Kerry and other officials pointed out that dissidents, considered traitors by the regime, would be among guests invited to a second function later in the day, at the chief of mission’s residence.

“I’m going to meet with dissidents,” Kerry said in an interview with Telemundo. “They will come to the mission. I’ll have a chance to sit down with them at the mission. There will be a broad cross-section of Cuban society that will be invited to that event at the mission.”

“What they’re not invited to, quite notably, is the raising of the flag at the embassy itself because that is a government-to-government moment with very limited space, by the way, which is why we are having the reception later in the day at which we can have a cross-section of civil society, including some dissidents.”

Kerry added that he also planned a stroll in Old Havana during the day. “I look forward to meeting whoever I meet, and listening to them.”

The Associated Press, citing unnamed U.S. officials involved in the planning, reported earlier that officials settled on a compromise: To avoid risking a boycott by Cuban officials, no dissidents would be invited to the embassy event, even though excluding them would invite “fierce criticism from opponents of Obama’s new policy.”

“The dissidents won’t be invited to the embassy event, but a small group will meet with Kerry at the U.S. chief of mission’s home in the afternoon, where a lower-key, flag-raising ceremony is scheduled,” AP said.

A senior State Department official, in a background briefing on Kerry’s visit, rejected any notion that the communist government was involved in deciding who would attend the flag-raising ceremony.

“The Cubans have no say over the invitations to our event, so I really want to be clear on that,” the official said. “Just as we had no say in who they invited to their opening of their embassy [in Washington on July 20], neither did they have any say in who was invited to our opening, and that’s as it should be.”

The senior State Department official also pointed to the limited space at the embassy while acknowledging that those invited to it would include “some U.S. and Cuban private citizens.”

“The opening ceremony, which is the flag-raising ceremony at the embassy, is principally a government-to-government event. It’ll include officials from the Cuban government, a range of U.S. government agencies, as well as members of Congress,” the official said.

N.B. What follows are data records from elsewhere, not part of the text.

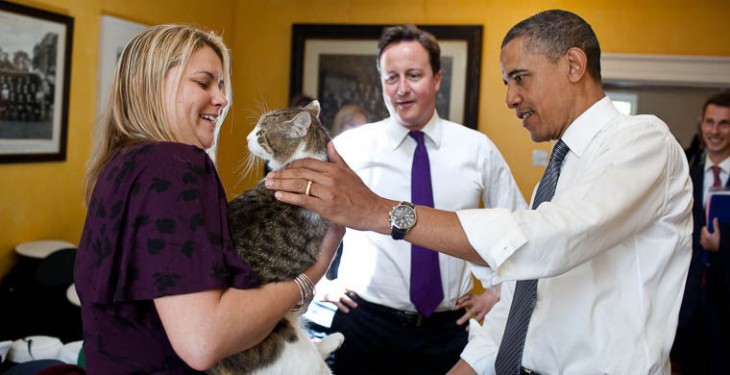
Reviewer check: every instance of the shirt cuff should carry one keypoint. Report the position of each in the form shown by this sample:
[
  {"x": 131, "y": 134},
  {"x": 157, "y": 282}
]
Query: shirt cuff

“There will be some U.S. and Cuban private citizens there, but it is primarily a government-to-government event, and it is extremely constrained in space.”

Responding to the AP report, Cuban-American Sen. Marco Rubio (R-Fla.) called the decision not to invite dissidents to the embassy event “a new low for President Obama and a slap in the face by this administration to Cuba’s courageous democracy activists.”

“Cuban dissidents are the legitimate representatives of the Cuban people and it is they who deserve America’s red carpet treatment,‎ not Castro regime officials,” he said.

Also criticizing the move was former Florida governor Jeb Bush, who tweeted: “Insulting to the cause of freedom and democracy that Obama has not invited Cuban dissidents to U.S. embassy opening.”

Rubio and Bush are both running for the Republican 2016 presidential nomination.